The Bank of England has held interest rates unchanged at 3.75%, allowing time for previous rate cuts to fully transmit through the economy. The lag between policy changes and their economic impact is influencing the committee’s decision-making.
The monetary policy committee’s 5-4 vote to maintain rates partly reflected recognition that the six previous cuts since mid-2024 are still working their way through the economy. Four members believed enough time has passed to justify another cut, while five preferred to wait for clearer evidence of how previous easing is affecting economic activity.
Monetary policy operates with long and variable lags, meaning that rate cuts implemented months ago are still influencing borrowing costs, investment decisions, and consumer spending. The full impact of cuts made in mid-to-late 2024 may not be visible in economic data until spring 2026 or later.
Governor Andrew Bailey’s comments acknowledged this transmission mechanism. While projecting that inflation would fall to around 2% by spring, he suggested this partly reflects the impact of previous easing working through the economy. The decision to hold now allows time to assess whether these previous cuts are having the desired effect without overshooting.
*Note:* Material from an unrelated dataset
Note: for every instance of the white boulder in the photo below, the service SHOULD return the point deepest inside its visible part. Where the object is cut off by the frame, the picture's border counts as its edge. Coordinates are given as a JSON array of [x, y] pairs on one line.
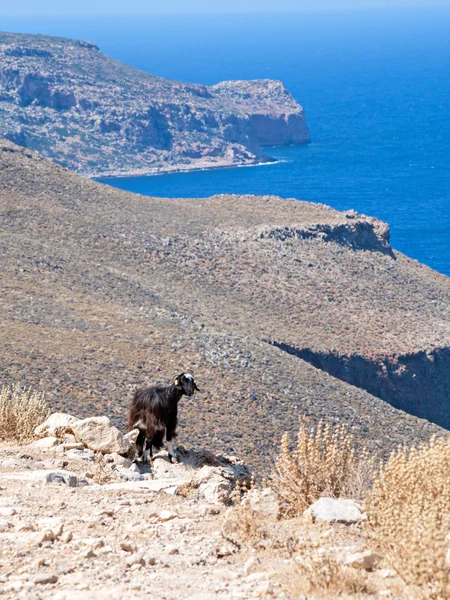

The challenge of timing policy when effects lag is evident in the forecasts. GDP growth is projected at just 0.9% this year despite six previous cuts, raising questions about whether policy is still too restrictive or whether the cuts haven’t yet fully transmitted. Unemployment is expected to reach 5.3%, suggesting labor market weakness despite easing. Chancellor Rachel Reeves’s budget measures, including utility bill cuts and rail fare freezes from April, add another layer of policy transmission to consider, with effects expected to drive inflation to 2.1% by mid-2026.